De sua feita, os defensores das reformas argumentam que as fontes de custeio da seguridade social, por também incluir a saúde e a assistência social, não são capazes de suprir os atuais benefícios previdenciários, gerando sucessivos déficits, agravados, ainda mais, pelo processo de envelhecimento populacional, provocado pelo aumento da expectativa de vida e pela queda da taxa de fecundidade.
Contudo, ao que parece, a ninguém interessa colocar o “dedo na ferida”. É que o sistema de Previdência, seja ele público ou privado, se caracteriza pela acumulação gradual e periódica de capitais. Vale dizer, trata-se de uma poupança durante a vida laboral ativa (através das diversas fontes de custeio), para a formação, ao final, de um capital capaz de garantir o benefício, quando cessada a força produtiva do indivíduo.

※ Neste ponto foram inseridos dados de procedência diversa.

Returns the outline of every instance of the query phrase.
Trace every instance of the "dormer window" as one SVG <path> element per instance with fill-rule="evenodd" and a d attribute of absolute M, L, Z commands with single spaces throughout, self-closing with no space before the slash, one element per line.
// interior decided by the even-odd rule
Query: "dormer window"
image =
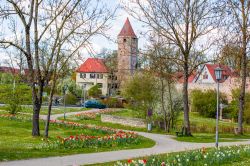
<path fill-rule="evenodd" d="M 203 79 L 205 80 L 205 79 L 208 79 L 208 74 L 207 74 L 207 72 L 205 71 L 205 73 L 203 74 Z"/>
<path fill-rule="evenodd" d="M 123 42 L 126 42 L 127 41 L 127 39 L 123 39 Z"/>

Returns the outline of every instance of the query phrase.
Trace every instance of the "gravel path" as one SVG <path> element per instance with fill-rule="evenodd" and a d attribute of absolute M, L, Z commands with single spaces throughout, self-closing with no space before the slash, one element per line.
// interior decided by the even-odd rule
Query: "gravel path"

Trata-se de uma projeção atuarial e de sinistralidade. Ou seja, quanto maior o valor e o tempo das contribuições, melhores serão as condições de aposentação e menor impacto terá a sinistralidade (benefícios precoces, por invalidez, morte etc) para a universalidade dos beneficiários.


Contudo, desde a criação do Instituto Nacional de Previdência Social (INPS), pelo Decreto-Lei 72, de 1966, que unificou os institutos de aposentadoria e pensão então existentes, todos os valores recolhidos e que deveriam integrar o capital garantidor da aposentadoria dos contribuintes foram desviados para outros fins.


Vale dizer, além das profundas alterações no campo etário, que sacrificam o sistema, o desvio de décadas de contribuições, que deveriam integrar o fundo previdenciário, inviabiliza o sistema que, evidentemente, não pode sobreviver da mera relação mensal entre as contribuições dos ativos e os benefícios devidos aos inativos.


Culpados, todos os gestores públicos que, na busca da perpetuação, desviaram os recursos previdenciários, por cinco décadas, para outros fins que, certamente, mais atendiam suas pretensões para manter-se no poder.


Enfim, a relação mensal entre contribuições dos ativos e benefícios dos inativos não é capaz de perenizar o sistema, já que ao lado do envelhecimento da população, a grande “ferida” é retratada no histórico desvio dos fundos previdenciários, que deveriam formar o capital para garantir as aposentadorias, mas que não mais existem e, ainda que saibamos os culpados, pouco importa, porque agora a profunda e longeva “ferida” deve receber um remédio mais amargo, mas que tenha efetivo poder de cura e possa pacificar definitivamente o sistema.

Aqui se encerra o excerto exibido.